This lesson is being piloted (Beta version)
If you teach this lesson, please tell the authors and provide feedback by opening an issue in the source repository

Metagenomics Workshop Overview: Data

Features of the dataset

The dataset in Zenodo contains two files: Three samples from Cuatro Ciénegas sediments with their corresponding taxonomic assignation files.
MGRAST_MetaData_JP.xlsx Metadata about our three Cuatro Cienegas samples accepted by MGRAST

The contains the following files. A tree structure showind directories and files                                                   contained in the compressed file

The directories are: hidden, data, mags and taxonomy.

Directory hidden

hidden contains a hidden file that will be used in the lesson Introduction to the Command Line for Metagenomics episode 03 Navigating Files and Directories when learners will discover how to find hidden files.

Directory data

data contains four fastq files from two samples: JC1A and JP4D. These files are the inputs of FastQC tool in the lesson Data Processing and Visualization for Metagenomics next episodes two and three Assessing Read Quality and Trimming and Filtering. In these episodes learners will remove bad quality nucleotides and prepare files for assembly and taxonomic assignation.

Directory mags

mags contains the assembly of the JP4D sample.

Directory taxonomy

Since Kraken2 won’t be run in the lesson, this directory contains taxonomic assignment obtained by running Kraken2 on the trimmed reads.
From these files users can obtained biom files that will be the input for the R analysis and visualization of abundance.

Finally, it contains a subdirectory with the taxonomic assignment of the first bin from sample JP4D.

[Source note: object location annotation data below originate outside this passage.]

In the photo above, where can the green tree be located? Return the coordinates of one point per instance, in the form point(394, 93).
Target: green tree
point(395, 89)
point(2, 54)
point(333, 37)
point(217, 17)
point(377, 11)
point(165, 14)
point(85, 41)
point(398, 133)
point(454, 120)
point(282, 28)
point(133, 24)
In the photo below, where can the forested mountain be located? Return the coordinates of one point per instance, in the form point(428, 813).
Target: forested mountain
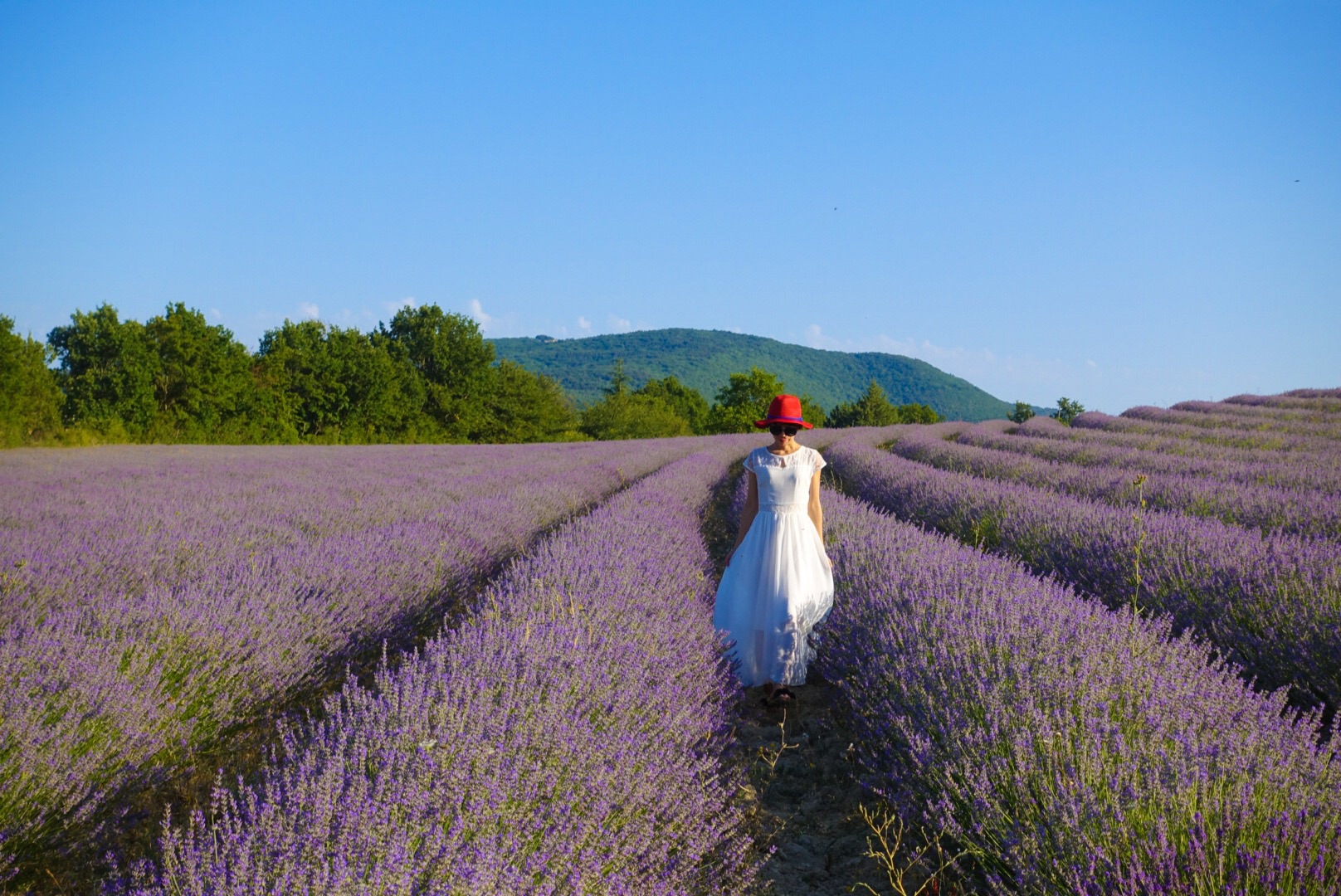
point(705, 358)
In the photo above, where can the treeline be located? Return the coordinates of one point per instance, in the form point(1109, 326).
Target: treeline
point(426, 376)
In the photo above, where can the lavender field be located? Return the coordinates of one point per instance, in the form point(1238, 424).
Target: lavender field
point(1071, 680)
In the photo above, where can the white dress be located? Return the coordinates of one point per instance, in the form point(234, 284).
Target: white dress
point(778, 585)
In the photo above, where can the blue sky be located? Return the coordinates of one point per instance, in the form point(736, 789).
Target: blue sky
point(1120, 202)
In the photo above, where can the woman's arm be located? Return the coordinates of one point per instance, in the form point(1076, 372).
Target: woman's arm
point(747, 513)
point(817, 513)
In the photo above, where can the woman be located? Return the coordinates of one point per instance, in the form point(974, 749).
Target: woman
point(778, 582)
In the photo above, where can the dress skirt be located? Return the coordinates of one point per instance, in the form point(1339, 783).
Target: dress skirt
point(773, 595)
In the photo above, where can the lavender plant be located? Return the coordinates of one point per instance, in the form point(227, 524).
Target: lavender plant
point(1065, 747)
point(1267, 507)
point(1210, 416)
point(1293, 472)
point(154, 600)
point(1159, 424)
point(1270, 602)
point(565, 739)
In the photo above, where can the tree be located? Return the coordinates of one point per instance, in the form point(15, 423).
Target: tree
point(526, 407)
point(1022, 412)
point(744, 400)
point(631, 415)
point(872, 409)
point(875, 409)
point(687, 402)
point(202, 384)
point(30, 398)
point(106, 371)
point(918, 413)
point(1068, 411)
point(339, 385)
point(451, 357)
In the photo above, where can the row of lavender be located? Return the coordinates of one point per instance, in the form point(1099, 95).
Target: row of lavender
point(1064, 746)
point(1270, 602)
point(568, 738)
point(154, 600)
point(1301, 511)
point(1046, 439)
point(1156, 423)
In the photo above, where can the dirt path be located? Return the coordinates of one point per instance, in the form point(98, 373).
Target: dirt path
point(803, 797)
point(807, 800)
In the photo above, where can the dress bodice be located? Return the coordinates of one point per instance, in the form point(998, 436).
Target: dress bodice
point(783, 479)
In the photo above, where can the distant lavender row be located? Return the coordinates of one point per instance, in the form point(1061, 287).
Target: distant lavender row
point(1260, 413)
point(1066, 747)
point(1222, 465)
point(1300, 511)
point(568, 739)
point(1208, 419)
point(1313, 393)
point(156, 597)
point(1324, 400)
point(1131, 434)
point(1271, 602)
point(1222, 436)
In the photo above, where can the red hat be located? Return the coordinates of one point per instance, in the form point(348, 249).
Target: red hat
point(783, 409)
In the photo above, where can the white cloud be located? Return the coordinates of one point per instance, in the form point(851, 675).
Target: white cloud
point(478, 313)
point(408, 302)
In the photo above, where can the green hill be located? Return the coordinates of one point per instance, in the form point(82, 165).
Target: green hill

Introduction to the dataset


This workshop uses data from enviromental experiment: Genomic adaptations in information processing underpin trophic strategy in a whole-ecosystem nutrient enrichment experiment, by Jordan G Okie et al. 2020 In this research, authors compared the differences between the microbial community in its natural, oligotrophic, phosphorus-deficient environment, a pond from the Cuatro Ciénegas Basin (CCB), and the same microbial community under a fertilization treatment.

All of the data used in this workshop can be downloaded from DOI


Okie, J. G., Poret-Peterson, A. T., Lee, Z. M. P., Richter, A., Alcaraz, L. D., Eguiarte, L. E., Siefert, J. L., Souza, V., Dupont, C. L., & Elser, J. J. (2020). Genomic adaptations in information processing underpin trophic strategy in a whole-ecosystem nutrient enrichment experiment. ELife, 9.